Illustration for article titled The Inventor Of The Light-Space Modulator Couldnt Let The Nazis Get Their Hands On It

When Laszlo Moholy-Nagy fled the Nazis in the 1930s, he lugged this bizarre contraption through customs in country after country. The Light-Space Modulator looks like a mad-science experiment and sounds like a time machine, but it helped pioneer digital design.


According to an article in the New York Times, Moholy-Nagy was one of the least well-regarded members of Germany's Bauhaus school during his life, but The New Vision, his posthumous book on the future of art, design education, and the new media of photography and film, helped change that. And now he's being hailed as an important forefather to today's digital artists.

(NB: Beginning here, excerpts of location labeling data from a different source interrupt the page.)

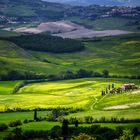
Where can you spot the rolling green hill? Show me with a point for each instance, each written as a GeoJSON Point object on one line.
{"type": "Point", "coordinates": [79, 93]}
{"type": "Point", "coordinates": [120, 55]}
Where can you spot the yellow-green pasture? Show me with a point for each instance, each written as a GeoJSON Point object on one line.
{"type": "Point", "coordinates": [79, 93]}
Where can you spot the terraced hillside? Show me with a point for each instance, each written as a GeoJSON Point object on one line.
{"type": "Point", "coordinates": [120, 55]}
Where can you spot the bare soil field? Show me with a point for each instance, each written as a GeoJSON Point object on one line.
{"type": "Point", "coordinates": [67, 29]}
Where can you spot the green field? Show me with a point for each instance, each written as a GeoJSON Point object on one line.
{"type": "Point", "coordinates": [117, 54]}
{"type": "Point", "coordinates": [110, 23]}
{"type": "Point", "coordinates": [80, 93]}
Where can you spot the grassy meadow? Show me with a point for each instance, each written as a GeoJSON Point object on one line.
{"type": "Point", "coordinates": [80, 93]}
{"type": "Point", "coordinates": [117, 54]}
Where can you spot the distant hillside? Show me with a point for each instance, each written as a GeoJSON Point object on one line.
{"type": "Point", "coordinates": [47, 43]}
{"type": "Point", "coordinates": [100, 2]}
{"type": "Point", "coordinates": [31, 10]}
{"type": "Point", "coordinates": [120, 55]}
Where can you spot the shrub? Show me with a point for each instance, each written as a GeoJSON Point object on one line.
{"type": "Point", "coordinates": [84, 136]}
{"type": "Point", "coordinates": [3, 127]}
{"type": "Point", "coordinates": [15, 123]}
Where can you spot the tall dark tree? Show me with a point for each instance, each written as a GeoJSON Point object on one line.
{"type": "Point", "coordinates": [65, 129]}
{"type": "Point", "coordinates": [109, 86]}
{"type": "Point", "coordinates": [105, 73]}
{"type": "Point", "coordinates": [76, 123]}
{"type": "Point", "coordinates": [35, 114]}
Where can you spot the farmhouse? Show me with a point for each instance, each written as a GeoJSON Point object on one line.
{"type": "Point", "coordinates": [128, 86]}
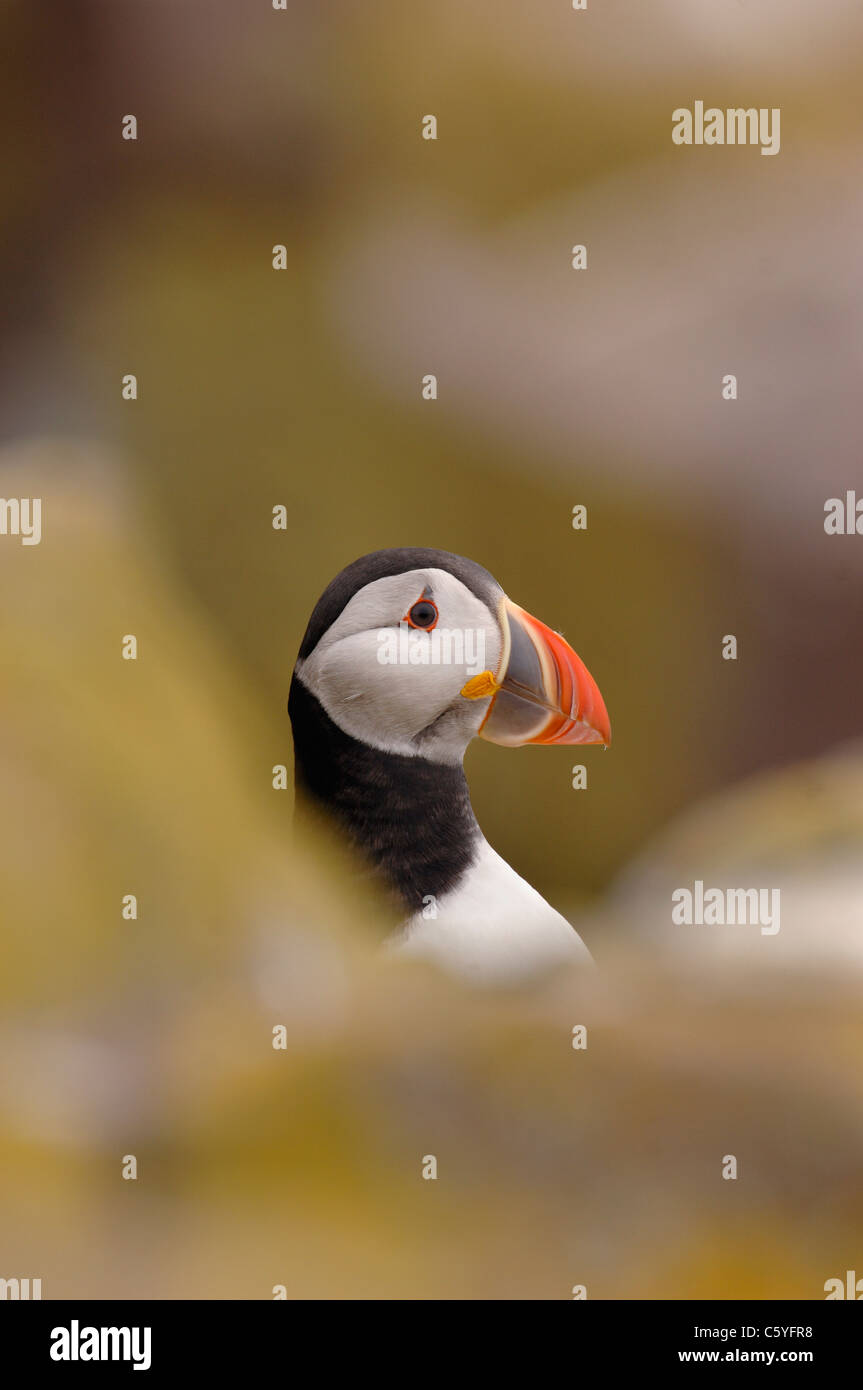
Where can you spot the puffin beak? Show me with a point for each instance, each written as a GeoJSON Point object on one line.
{"type": "Point", "coordinates": [542, 691]}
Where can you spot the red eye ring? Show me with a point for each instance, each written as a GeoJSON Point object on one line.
{"type": "Point", "coordinates": [424, 620]}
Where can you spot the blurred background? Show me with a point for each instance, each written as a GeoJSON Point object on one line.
{"type": "Point", "coordinates": [303, 388]}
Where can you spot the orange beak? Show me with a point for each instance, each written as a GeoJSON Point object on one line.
{"type": "Point", "coordinates": [542, 692]}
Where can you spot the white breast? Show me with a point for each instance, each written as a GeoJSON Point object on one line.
{"type": "Point", "coordinates": [492, 929]}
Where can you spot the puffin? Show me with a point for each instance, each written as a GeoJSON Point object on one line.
{"type": "Point", "coordinates": [407, 656]}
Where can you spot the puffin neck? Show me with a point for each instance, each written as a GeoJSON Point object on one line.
{"type": "Point", "coordinates": [409, 816]}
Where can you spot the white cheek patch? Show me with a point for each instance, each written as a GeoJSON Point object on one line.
{"type": "Point", "coordinates": [399, 690]}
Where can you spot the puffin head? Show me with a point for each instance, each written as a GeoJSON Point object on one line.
{"type": "Point", "coordinates": [417, 651]}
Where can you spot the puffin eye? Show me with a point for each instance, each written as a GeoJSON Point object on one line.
{"type": "Point", "coordinates": [423, 615]}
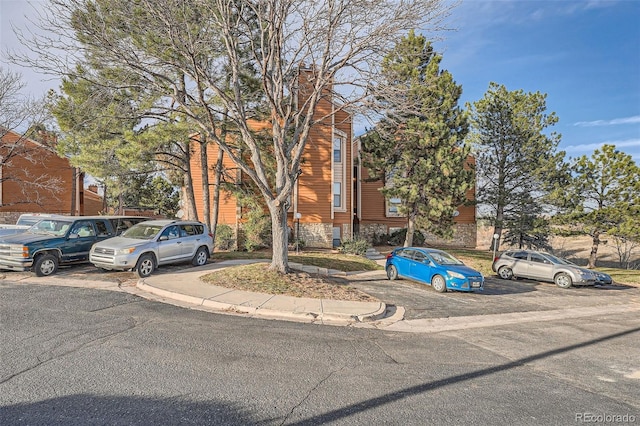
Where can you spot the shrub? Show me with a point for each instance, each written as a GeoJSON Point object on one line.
{"type": "Point", "coordinates": [257, 230]}
{"type": "Point", "coordinates": [397, 238]}
{"type": "Point", "coordinates": [357, 246]}
{"type": "Point", "coordinates": [225, 238]}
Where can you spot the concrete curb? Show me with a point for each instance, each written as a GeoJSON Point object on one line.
{"type": "Point", "coordinates": [321, 311]}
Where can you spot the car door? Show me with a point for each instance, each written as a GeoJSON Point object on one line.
{"type": "Point", "coordinates": [520, 265]}
{"type": "Point", "coordinates": [421, 267]}
{"type": "Point", "coordinates": [169, 245]}
{"type": "Point", "coordinates": [403, 262]}
{"type": "Point", "coordinates": [189, 237]}
{"type": "Point", "coordinates": [81, 236]}
{"type": "Point", "coordinates": [540, 267]}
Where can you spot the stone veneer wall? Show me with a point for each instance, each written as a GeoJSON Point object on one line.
{"type": "Point", "coordinates": [9, 217]}
{"type": "Point", "coordinates": [317, 234]}
{"type": "Point", "coordinates": [464, 235]}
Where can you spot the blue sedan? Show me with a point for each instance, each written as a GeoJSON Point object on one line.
{"type": "Point", "coordinates": [434, 267]}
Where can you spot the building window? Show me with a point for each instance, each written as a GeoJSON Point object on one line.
{"type": "Point", "coordinates": [337, 150]}
{"type": "Point", "coordinates": [392, 207]}
{"type": "Point", "coordinates": [337, 194]}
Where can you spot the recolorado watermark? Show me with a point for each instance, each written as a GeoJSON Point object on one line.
{"type": "Point", "coordinates": [605, 418]}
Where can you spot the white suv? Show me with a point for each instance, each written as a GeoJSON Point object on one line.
{"type": "Point", "coordinates": [147, 245]}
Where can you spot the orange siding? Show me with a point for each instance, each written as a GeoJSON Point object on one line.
{"type": "Point", "coordinates": [228, 204]}
{"type": "Point", "coordinates": [46, 165]}
{"type": "Point", "coordinates": [373, 209]}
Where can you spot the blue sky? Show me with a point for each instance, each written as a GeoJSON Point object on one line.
{"type": "Point", "coordinates": [584, 54]}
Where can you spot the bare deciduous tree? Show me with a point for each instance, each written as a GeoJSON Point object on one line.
{"type": "Point", "coordinates": [17, 117]}
{"type": "Point", "coordinates": [235, 61]}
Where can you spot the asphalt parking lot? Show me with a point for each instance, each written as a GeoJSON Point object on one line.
{"type": "Point", "coordinates": [498, 297]}
{"type": "Point", "coordinates": [421, 301]}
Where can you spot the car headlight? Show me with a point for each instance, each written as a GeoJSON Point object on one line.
{"type": "Point", "coordinates": [127, 250]}
{"type": "Point", "coordinates": [18, 250]}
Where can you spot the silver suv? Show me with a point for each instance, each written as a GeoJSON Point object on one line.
{"type": "Point", "coordinates": [542, 266]}
{"type": "Point", "coordinates": [147, 245]}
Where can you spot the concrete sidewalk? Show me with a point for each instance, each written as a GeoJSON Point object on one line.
{"type": "Point", "coordinates": [187, 287]}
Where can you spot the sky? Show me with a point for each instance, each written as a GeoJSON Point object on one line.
{"type": "Point", "coordinates": [584, 54]}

So what does the Light-Space Modulator do? It allows you to study the motion of light. Moholy-Nagy explains:

This piece of lighting equipment is a device used for demonstrating both plays of light and manifestations of movement. The model consists of a cube-like body or box, 120 x 120 cm in size, with a circular opening (stage opening) at its front side. On the back of the panel, mounted around the opening are a number of yellow, green, blue, rot, and white-toned electric bulbs (approximately 70 illuminating bulbs of 15 watts each, and 5 headlamps of 100 watts). Located inside the body, parallel to its front side, is a second panel; this panel too, bears a circular opening about which are mounted electric lightbulbs of different colors. In accordance with a predetermined plan, individual bulbs glow at different points. They illuminate a continually moving mechanism built of partly translucent, partly transparent, and partly fretted materials, in order to cause the best possible play of shadow formations on the back wall of the closed box. (When the demonstration occurs in a darkened space, the back wall of the box can be removed and the color and shadow projection shown on a screen of any chosen size behind the box.) The mechanism is supported by a circular platform on which a three-part mechanism is built. The dividing walls are made of transparent cellophane, and a metal wall made of vertical rods. Each of the three sectors of the framework accommodate a different, playful movement study, which individually goes into effect when it appears on the main disc revolving before the stage opening.